Overview of Parkinson’s Disease Genetics and Related Antibody Targets - CN (2024)

Risk factors for Parkinson’s disease

Parkinson’s disease is strongly associated with demographic factors including ethnicity, age, and gender. The severity of disease symptoms increases with age. Most cases are reported in age groups ranging from 60-65 years. However, PD has also been identified in younger individuals (<50 years) and juvenile cases (<21 years). Gender is another contributing factor with men developing Parkinson’s disease more frequently than women. The exact etiology of PD is still unknown, but studies demonstrate that the disease is likely to be multifactorial and may involve an interplay of both genetic and environmental factors. The environmental factors that have been implicated in the disease susceptibility of PD include heavy metals that can attribute to oxidative stress and neurotransmission disruption, pesticides like 1-methyl-4-phenyl-1,2,3,6-tetrahydropyridine (MPTP) which target the substantia nigra, airborne pollutants that bypass the blood-brain barrier, caffeine intake, smoking, extensive physical activity, and several others.

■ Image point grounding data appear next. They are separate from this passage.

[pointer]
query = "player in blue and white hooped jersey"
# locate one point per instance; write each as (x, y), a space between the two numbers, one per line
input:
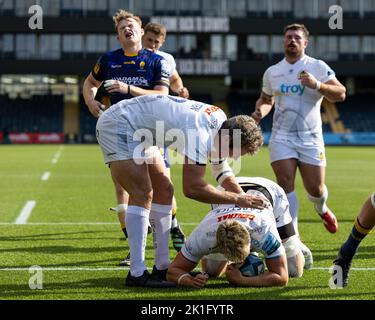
(129, 128)
(296, 86)
(231, 233)
(124, 73)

The genetics of Parkinson’s disease

Autosomal dominant Parkinson’s disease

Autosomal dominant Parkinson’s disease occurs when one copy of an altered gene in each cell is all that is needed to cause the disorder. This usually means that one of the parents of the affected individual has Parkinson’s disease themselves. Certain genes are known to be specifically involved in autosomal dominant PD including SNCA, LRRK2, VPS35, DNAJC13, and UCHL1.

Alpha-synuclein

Figure 1. Alpha-synuclein antibody in western blot.(A) Western blot was performed using alpha-Synuclein Monoclonal Antibody (Syn 211) (Cat. No. AHB0261) and ~14 kDa band corresponding to alpha-Synuclein was observed in whole cell extracts (30 µg lysate) of SH-SY5Y and HEK-293 cell lines, but not in Hep G2 and A549 cell lines which are reported to be expressing low to no amounts of alpha-Synuclein protein. The blots were probed with alpha-Synuclein Monoclonal Antibody (1µg/mL) and detected by chemiluminescence with Goat anti-Mouse IgG (H+L) Superclonal Recombinant Secondary Antibody, HRP (Cat. No. A28177, 1:10000 dilution).(B) Antibody specificity was demonstrated by CRISPR-Cas9 mediated knockout of target protein in HeLa cells. A loss of signal was observed for target protein in SNCA (KO) cell line compared to control cell line using alpha-Synuclein Monoclonal Antibody (Syn 211) (Cat. No. AB0261).

LRRK2

Figure 2. Phospho-LRRK2 (Ser935) antibody in immunofluorescence. Immunofluorescence analysis of LRRK2 (pS935) was done on 70% confluent log phase SH-SY5Y cells. The cells were fixed with 4% paraformaldehyde for 15 minutes, permeabilized with 0.25% Triton X-100 for 10 minutes and blocked with 5% BSA for 1 hour at room temperature. The cells were labeled with Phospho-LRRK2 (Ser935) Recombinant Rabbit Monoclonal Antibody (3H8L19) (Cat. No. 701066) at 1 µg/mL in 1% BSA and incubated for 3 hours at room temperature and then labeled with Goat anti-Rabbit IgG (H+L) Superclonal Secondary Antibody, Alexa Fluor 488 (Cat. No. A27034) at a dilution of 1:2000 for 45 minutes at room temperature (Panel a: green). Nuclei (Panel b: blue) were stained with SlowFade Gold Antifade Mountant with DAPI (Cat. No. S36938). F-actin (Panel c: red) was stained with Rhodamine Phalloidin (Cat. No. R415, 1:300). Panel d is a merged image showing cytoplasmic localization. Panel e is a no primary antibody control.

VPS35

VPS35 (PARK17) is a core component of a heteropentameric retromer cargo-recognition complex, which is involved in the retrieval of transmembrane cargo proteins from endosomes. VPS35 is the largest subunit of the cargo-selective complex trimer (CSC) that is composed of 796 amino acids. Therefore, the pathogenic mutations associated with Parkinson’s disease suggest VPS35 is a genetic link for the retromer associated neurodegeneration. The missense variants of VPS35, including D620N, are associated with partial loss of function and mitochondrial dysfunction by recycling dynamin-like protein DLP1 complexes. These initial dysfunctions interfere with many downstream cellular events including impaired mitochondrial fusion, altered dendritic sorting of receptors, intriguing connections to other PD-linked gene products (i.e. LRRK2, alpha-synuclein, and parkin), enhanced mitochondrial fission, and defects in macroautophagy.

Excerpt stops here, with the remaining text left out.